Forge World continue to astound me and surprise me with their great models. I really look forward to their fantasy releases in the future.


----------



## IanC (Sep 3, 2010)

Boo  I wanted a generic Daemonsmith on Tarus, not the special character guy


----------



## Djinn24 (Jan 12, 2008)

I want to play these guys more and more!


----------



## xenobiotic (Jun 7, 2008)

I'm also very impressed by the huge amount of details on the Chaos Dwarf rider, Drazhoath, truly a lovely miniature that portraits the skills of the sculptors over at Forge World / Warhammer Forge very well. I have to restrain myself in order to not go on a splurge and get this miniature (since buying it would probably lead to me getting an entire CD army).

I can't keep myself from fearing how the miniature would look on the "sprues" or on the field though. There are a lot of pointy details that could easily break in transport or from heavy handling.


----------



## Daemon Prince Paintbox (Feb 21, 2011)

I want that rider!


----------



## effigy22 (Jun 29, 2008)

Love the model... but dont you just want to shout "KALIMA!!!!" when he charges in to combat?


----------



## Vaz (Mar 19, 2008)

xenobiotic said:


> I'm also very impressed by the huge amount of details on the Chaos Dwarf rider, Drazhoath, truly a lovely miniature that portraits the skills of the sculptors over at Forge World / Warhammer Forge very well. I have to restrain myself in order to not go on a splurge and get this miniature (since buying it would probably lead to me getting an entire CD army).
> 
> I can't keep myself from fearing how the miniature would look on the "sprues" or on the field though. There are a lot of pointy details that could easily break in transport or from heavy handling.

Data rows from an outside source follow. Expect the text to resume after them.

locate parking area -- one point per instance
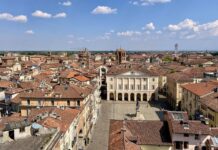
(119, 111)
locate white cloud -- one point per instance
(159, 32)
(41, 14)
(149, 2)
(60, 15)
(30, 32)
(186, 24)
(149, 26)
(189, 29)
(104, 10)
(10, 17)
(129, 33)
(67, 3)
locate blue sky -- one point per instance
(108, 24)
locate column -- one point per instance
(141, 83)
(129, 83)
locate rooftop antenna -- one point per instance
(176, 47)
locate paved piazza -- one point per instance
(118, 110)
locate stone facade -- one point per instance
(132, 86)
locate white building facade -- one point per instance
(132, 86)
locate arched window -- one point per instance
(120, 96)
(132, 97)
(138, 97)
(126, 97)
(144, 97)
(111, 96)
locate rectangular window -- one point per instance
(52, 102)
(28, 102)
(120, 87)
(22, 129)
(78, 103)
(39, 103)
(126, 87)
(197, 137)
(132, 87)
(186, 145)
(68, 103)
(111, 87)
(139, 87)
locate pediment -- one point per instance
(133, 73)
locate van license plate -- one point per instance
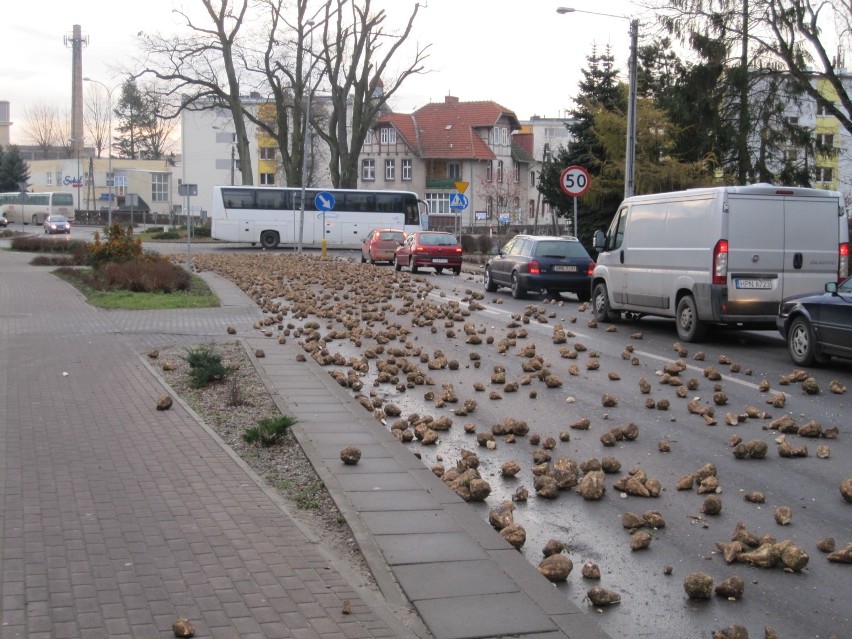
(754, 284)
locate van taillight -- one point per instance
(720, 262)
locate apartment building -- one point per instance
(442, 144)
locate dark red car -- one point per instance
(433, 249)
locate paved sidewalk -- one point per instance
(117, 519)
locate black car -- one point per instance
(818, 325)
(536, 263)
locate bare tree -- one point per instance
(201, 69)
(356, 55)
(96, 119)
(42, 126)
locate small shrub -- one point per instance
(269, 431)
(171, 234)
(235, 394)
(119, 245)
(205, 366)
(143, 276)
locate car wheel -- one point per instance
(689, 327)
(601, 307)
(518, 290)
(801, 343)
(269, 239)
(490, 284)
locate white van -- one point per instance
(724, 255)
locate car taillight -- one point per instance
(720, 262)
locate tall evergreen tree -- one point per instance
(135, 118)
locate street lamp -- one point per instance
(630, 155)
(22, 185)
(111, 178)
(310, 24)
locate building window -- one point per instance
(824, 174)
(825, 141)
(159, 187)
(438, 202)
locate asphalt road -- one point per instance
(812, 603)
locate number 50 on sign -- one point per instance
(574, 181)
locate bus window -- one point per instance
(412, 212)
(238, 198)
(359, 202)
(273, 199)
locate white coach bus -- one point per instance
(35, 207)
(270, 216)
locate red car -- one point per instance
(380, 244)
(434, 249)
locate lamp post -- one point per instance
(79, 183)
(23, 186)
(310, 24)
(111, 177)
(630, 155)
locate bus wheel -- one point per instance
(269, 239)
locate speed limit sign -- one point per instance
(575, 181)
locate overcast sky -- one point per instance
(519, 53)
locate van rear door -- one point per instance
(756, 255)
(811, 238)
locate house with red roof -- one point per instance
(442, 144)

I would dearly love to see the Chaos Dwarves done under your hands. There aren't many painters out there who could do them the justice. Even the basic infantry have so many minor details that the typical Chaos Warriors or Dwarf Warriors can't compete with (despite being overall fairly similar) that it's insane.


----------



## xenobiotic (Jun 7, 2008)

Vaz said:


> I would dearly love to see the Chaos Dwarves done under your hands. There aren't many painters out there who could do them the justice. Even the basic infantry have so many minor details that the typical Chaos Warriors or Dwarf Warriors can't compete with (despite being overall fairly similar) that it's insane.


[mumbles incoherently and heads over to ForgeWorld to think about ordering Tamurkhan the Throne of Chaos]


----------



## HOBO (Dec 7, 2007)

Lovely models!
Just placed an order for some CD including Drazhoath, but it's a bit difficult coming up with an armylist seen as the Bull Centaurs and K'daai haven't even been started on yet, model-wise anyway...hopefully not too long before they do.


----------



## Eviltim (Sep 25, 2008)

effigy22 said:


> Love the model... but dont you just want to shout "KALIMA!!!!" when he charges in to combat?


Pffft, don't be sill.... Okay, yes, yes I do.


----------